2) Speech perception may involve speaker normalization, after all.  The ‘famous' conclusion in Johnson (1997) that speech perception doesn’t involve speaker normalization, may have been wrong.  A new approach for finding the length of the vocal tract from acoustic vowel formants is much more accurate, and feasible in real time, than methods that I rejected in my earlier work. Perception of vocal tract length may be an evolutionarily old ability - useful for survival and sexual selection.  The study concludes that a normalization method based on perceived vocal tract length may have a simple neural implementation.  

3) Vocal tract length and palate doming have different effects on articulation in the same speakers.  This is a study of speech articulation based on data from the Wisconsin x-ray microbeam database.  Studies of individual differences in speech production have been somewhat "vocal tract provincial” - focussed on differences in pharynx length, or palate doming, but not both; and on pronunciation of particular vowels or consonants.

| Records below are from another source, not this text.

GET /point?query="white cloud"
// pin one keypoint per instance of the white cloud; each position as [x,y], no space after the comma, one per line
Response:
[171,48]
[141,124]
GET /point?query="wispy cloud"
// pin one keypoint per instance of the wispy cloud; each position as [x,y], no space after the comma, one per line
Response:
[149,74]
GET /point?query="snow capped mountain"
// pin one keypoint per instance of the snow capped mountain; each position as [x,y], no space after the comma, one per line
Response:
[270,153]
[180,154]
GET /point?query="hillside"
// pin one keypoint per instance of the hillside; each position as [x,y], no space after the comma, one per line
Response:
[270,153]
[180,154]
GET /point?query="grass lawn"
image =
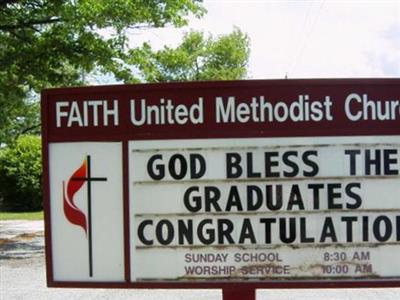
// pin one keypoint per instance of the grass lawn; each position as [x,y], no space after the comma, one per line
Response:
[37,215]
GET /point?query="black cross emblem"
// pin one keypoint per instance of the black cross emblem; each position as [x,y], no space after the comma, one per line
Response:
[89,179]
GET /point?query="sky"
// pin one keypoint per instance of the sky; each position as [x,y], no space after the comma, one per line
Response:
[303,39]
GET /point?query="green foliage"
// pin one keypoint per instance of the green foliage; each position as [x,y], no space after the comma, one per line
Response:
[52,43]
[197,58]
[20,173]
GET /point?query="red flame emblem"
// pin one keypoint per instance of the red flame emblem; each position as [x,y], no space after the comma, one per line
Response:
[71,211]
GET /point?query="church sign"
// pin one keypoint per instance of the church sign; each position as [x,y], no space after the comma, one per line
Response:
[253,184]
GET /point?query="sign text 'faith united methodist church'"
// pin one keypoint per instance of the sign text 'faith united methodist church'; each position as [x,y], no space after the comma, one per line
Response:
[276,183]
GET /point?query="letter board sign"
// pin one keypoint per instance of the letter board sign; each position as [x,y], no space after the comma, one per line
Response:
[260,184]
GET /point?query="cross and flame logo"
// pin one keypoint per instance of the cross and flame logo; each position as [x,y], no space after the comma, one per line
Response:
[72,213]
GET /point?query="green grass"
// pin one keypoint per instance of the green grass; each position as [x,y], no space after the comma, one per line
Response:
[37,215]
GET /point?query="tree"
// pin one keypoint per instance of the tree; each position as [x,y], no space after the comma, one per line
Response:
[197,58]
[47,43]
[20,172]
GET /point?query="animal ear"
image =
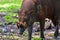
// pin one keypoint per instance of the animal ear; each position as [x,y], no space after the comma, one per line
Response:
[17,23]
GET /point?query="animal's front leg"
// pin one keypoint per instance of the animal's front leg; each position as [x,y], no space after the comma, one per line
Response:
[42,22]
[21,30]
[56,32]
[30,32]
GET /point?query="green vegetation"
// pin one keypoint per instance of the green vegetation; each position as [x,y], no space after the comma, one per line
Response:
[10,5]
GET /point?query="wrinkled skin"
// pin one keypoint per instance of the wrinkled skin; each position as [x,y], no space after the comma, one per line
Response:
[38,10]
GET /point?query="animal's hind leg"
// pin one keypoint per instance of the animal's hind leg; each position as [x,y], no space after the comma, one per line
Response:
[21,30]
[30,32]
[42,22]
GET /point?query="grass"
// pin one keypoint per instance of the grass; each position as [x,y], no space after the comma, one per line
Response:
[10,5]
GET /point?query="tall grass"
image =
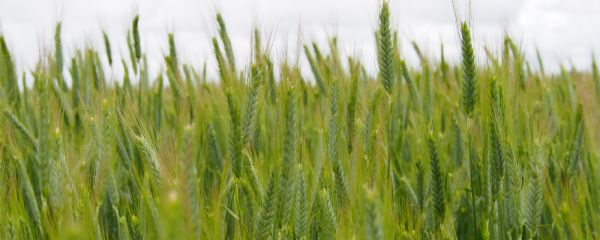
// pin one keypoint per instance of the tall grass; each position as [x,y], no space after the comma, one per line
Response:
[473,150]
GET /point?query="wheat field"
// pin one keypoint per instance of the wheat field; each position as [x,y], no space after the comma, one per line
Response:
[487,148]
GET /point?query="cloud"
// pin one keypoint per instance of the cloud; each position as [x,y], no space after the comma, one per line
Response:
[563,30]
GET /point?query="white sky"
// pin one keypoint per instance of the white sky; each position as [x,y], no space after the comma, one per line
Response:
[565,31]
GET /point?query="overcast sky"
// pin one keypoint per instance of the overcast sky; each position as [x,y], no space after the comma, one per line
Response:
[565,31]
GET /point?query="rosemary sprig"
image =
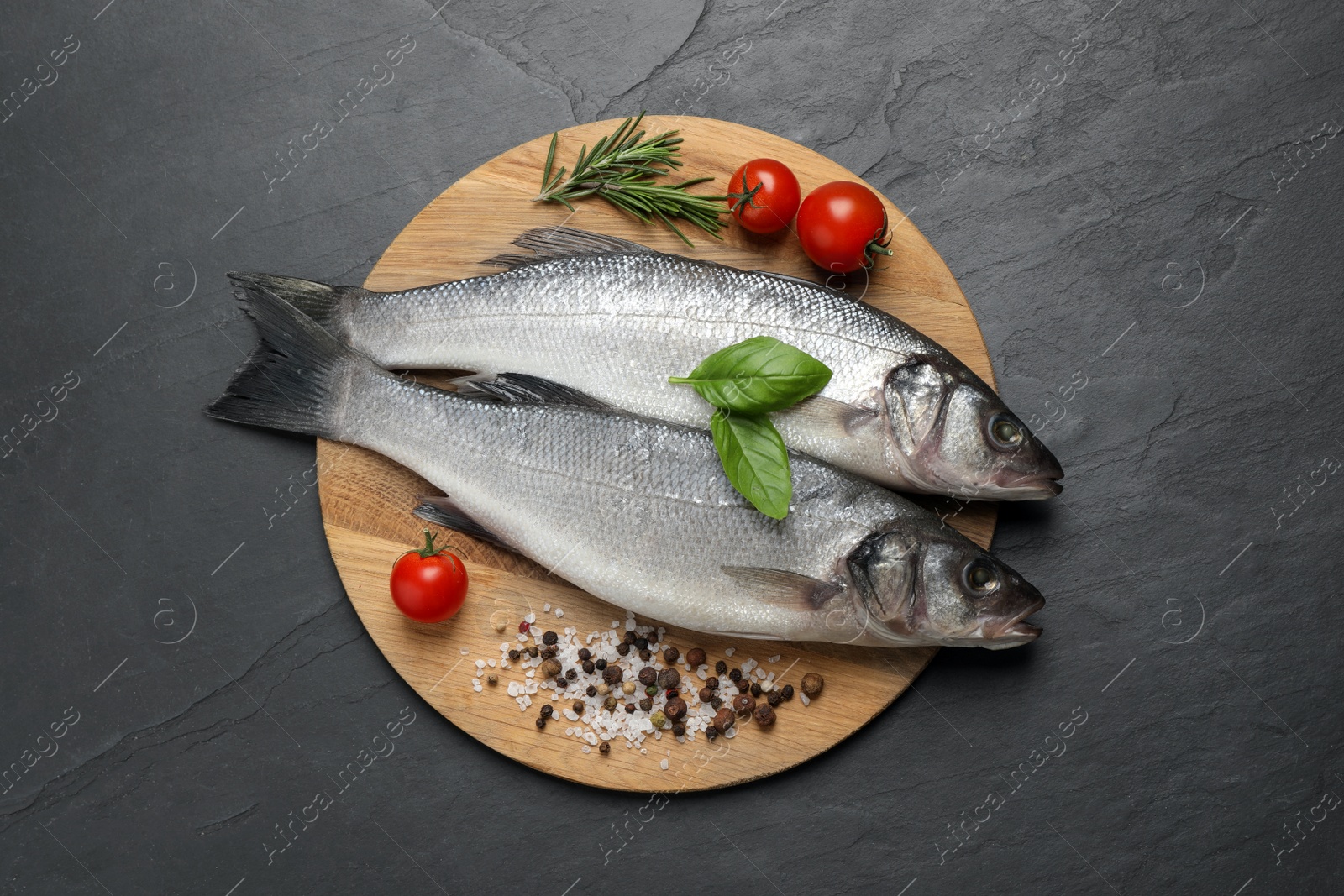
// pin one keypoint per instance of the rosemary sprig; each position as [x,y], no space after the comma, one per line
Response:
[622,167]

I looked at all of the anatomical parameters explored in previous work and played them off against each other in the same group of speakers.   Earlier observations about the relationship between vocal tract anatomy and speech production patterns were replicated. (These findings about individual differences are really important for the study of sound change.)  In addition, vocal tract length effects were largely independent from palate shape effects.

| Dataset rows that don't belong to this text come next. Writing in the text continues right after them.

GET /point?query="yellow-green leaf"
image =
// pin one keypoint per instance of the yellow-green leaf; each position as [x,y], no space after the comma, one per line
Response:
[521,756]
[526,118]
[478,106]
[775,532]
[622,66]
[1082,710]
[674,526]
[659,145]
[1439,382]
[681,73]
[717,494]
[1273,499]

4) Neural activity in Broca’s area is correlated with lexical word frequency.  A single speaker (a neurosurgery patient) spoke 3000 words (reading from word lists) while a grid of electrodes on the surface of the brain recorded activity over a wide swath of the left hemisphere. Half a second before word onset, neural firing in Broca’s area (Inferior Frontal Cortex) was higher for high frequency words than for low frequency words.  Shortly later, overlapping with word onset, neural firing in a portion of the motor cortex was LOWER for high frequency words. By the onset of speech, these differences were largely gone.  I have no theory for this, so end the talk with an observation in need of an explanation.